We have become so used to cheap money that this adjustment is going to be a shock. But it is worth noting that we are not returning to pre-GFC rates. Economic actors have become far more interest-rate sensitive, meaning that a smaller base rate shift today will do the same as a bigger shift in the past, giving central banks ‘more bang for each quarter-point-adjustment buck’. The net result is that ‘neutral’ will be lower, although how low is unknown.
Uncertainty will persist into the first half of 2023
The key challenge for the commercial real estate industry is uncertainty over the size, speed and the duration of the adjustment. This uncertainty is weighing on real estate capital markets’ activity and will persist into the first half of 2023. There is still a significant amount of capital sitting on the sidelines, and as with any period of adjustment, investment opportunities will arise.
Two big unknowns are likely to remain through 2023 - China’s zero-Covid policy and the impact on global supply chains, and the war in Ukraine with the flow-through effects on commodity and energy prices. However, there are good reasons to expect other uncertainties to ease as the year evolves. Firstly, there is emerging evidence that inflation has peaked in the U.S. and potentially across Europe, and a further slowing is anticipated. Secondly, ebbing inflation has tempered expectations for central bank rate tightening, suggesting that reference rates will not rise as high – nor as fast – as even recently expected. Thirdly, there is light at the end of the tunnel on growth. A global recovery is looking like it will take shape by mid-year 2023 at the latest, though not evenly distributed.

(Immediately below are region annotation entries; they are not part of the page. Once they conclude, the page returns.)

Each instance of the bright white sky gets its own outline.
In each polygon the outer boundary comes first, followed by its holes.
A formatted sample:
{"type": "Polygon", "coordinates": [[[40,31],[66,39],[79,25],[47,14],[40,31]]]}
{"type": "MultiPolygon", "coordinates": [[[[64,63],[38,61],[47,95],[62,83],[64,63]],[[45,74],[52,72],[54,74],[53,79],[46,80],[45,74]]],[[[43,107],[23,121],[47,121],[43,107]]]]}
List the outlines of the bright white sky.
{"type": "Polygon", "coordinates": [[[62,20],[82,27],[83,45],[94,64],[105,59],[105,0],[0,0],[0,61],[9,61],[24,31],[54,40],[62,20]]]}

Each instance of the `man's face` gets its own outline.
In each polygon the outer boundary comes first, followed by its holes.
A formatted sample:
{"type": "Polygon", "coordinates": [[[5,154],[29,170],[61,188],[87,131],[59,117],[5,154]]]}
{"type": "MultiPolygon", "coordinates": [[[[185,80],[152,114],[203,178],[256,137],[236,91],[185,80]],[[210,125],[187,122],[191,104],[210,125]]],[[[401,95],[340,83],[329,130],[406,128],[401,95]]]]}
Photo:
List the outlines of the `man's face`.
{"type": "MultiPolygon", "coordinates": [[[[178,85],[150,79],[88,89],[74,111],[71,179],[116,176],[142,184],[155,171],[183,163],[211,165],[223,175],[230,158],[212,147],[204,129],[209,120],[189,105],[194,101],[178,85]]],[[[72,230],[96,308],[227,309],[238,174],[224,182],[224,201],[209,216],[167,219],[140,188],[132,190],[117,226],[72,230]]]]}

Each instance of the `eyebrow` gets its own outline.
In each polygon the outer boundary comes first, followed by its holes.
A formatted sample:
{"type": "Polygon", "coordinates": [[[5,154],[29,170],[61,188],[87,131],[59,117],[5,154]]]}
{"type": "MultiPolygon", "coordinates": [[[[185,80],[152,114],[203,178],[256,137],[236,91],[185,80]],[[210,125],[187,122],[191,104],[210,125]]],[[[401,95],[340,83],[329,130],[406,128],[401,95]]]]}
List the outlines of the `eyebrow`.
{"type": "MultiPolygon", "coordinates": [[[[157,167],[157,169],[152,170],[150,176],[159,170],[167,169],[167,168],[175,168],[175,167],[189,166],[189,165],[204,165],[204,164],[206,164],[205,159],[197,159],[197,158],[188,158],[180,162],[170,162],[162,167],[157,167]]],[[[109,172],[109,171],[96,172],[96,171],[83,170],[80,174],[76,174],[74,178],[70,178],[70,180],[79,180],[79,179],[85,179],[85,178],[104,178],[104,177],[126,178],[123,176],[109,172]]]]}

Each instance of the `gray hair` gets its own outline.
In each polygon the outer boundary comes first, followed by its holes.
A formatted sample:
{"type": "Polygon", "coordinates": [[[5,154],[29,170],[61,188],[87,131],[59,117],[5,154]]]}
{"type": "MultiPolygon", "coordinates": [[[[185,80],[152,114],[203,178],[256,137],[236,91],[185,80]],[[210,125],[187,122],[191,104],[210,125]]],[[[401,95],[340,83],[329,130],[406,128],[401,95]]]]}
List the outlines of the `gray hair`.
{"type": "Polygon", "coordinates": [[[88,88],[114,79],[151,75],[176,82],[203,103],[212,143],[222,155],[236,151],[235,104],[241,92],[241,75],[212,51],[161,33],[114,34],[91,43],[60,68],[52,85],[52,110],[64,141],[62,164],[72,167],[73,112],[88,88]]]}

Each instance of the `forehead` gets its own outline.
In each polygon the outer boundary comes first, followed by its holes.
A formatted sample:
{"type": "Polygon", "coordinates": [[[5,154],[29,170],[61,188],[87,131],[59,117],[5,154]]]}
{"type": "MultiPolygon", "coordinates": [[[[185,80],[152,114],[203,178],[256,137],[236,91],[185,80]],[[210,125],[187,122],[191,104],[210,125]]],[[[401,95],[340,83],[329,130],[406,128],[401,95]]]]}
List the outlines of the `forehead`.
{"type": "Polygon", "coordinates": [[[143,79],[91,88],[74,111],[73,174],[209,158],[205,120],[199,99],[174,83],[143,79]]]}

High-growth sectors anticipated to see strong demand following temporary slowdown
As uncertainty is the biggest impediment to the real estate sector, its gradual easing will be undoubtedly positive. The volatility of debt costs will lessen, the current phase of price discovery will pass, and more certainty will enter the market as underwriting becomes clearer and appetite for risk returns. The period of repricing will see winners and losers, but forced sellers are expected to be limited.
High-growth sectors such as life sciences and data centers are anticipated to emerge from the temporary pause to strong demand as structural factors support occupational activity, while the Living sector is likely to prove relatively resilient throughout the downturn and beyond.
Overall, we forecast that the market will continue to adjust rapidly compared to previous downturns and there is an expectation for market liquidity to improve into the second half of 2023.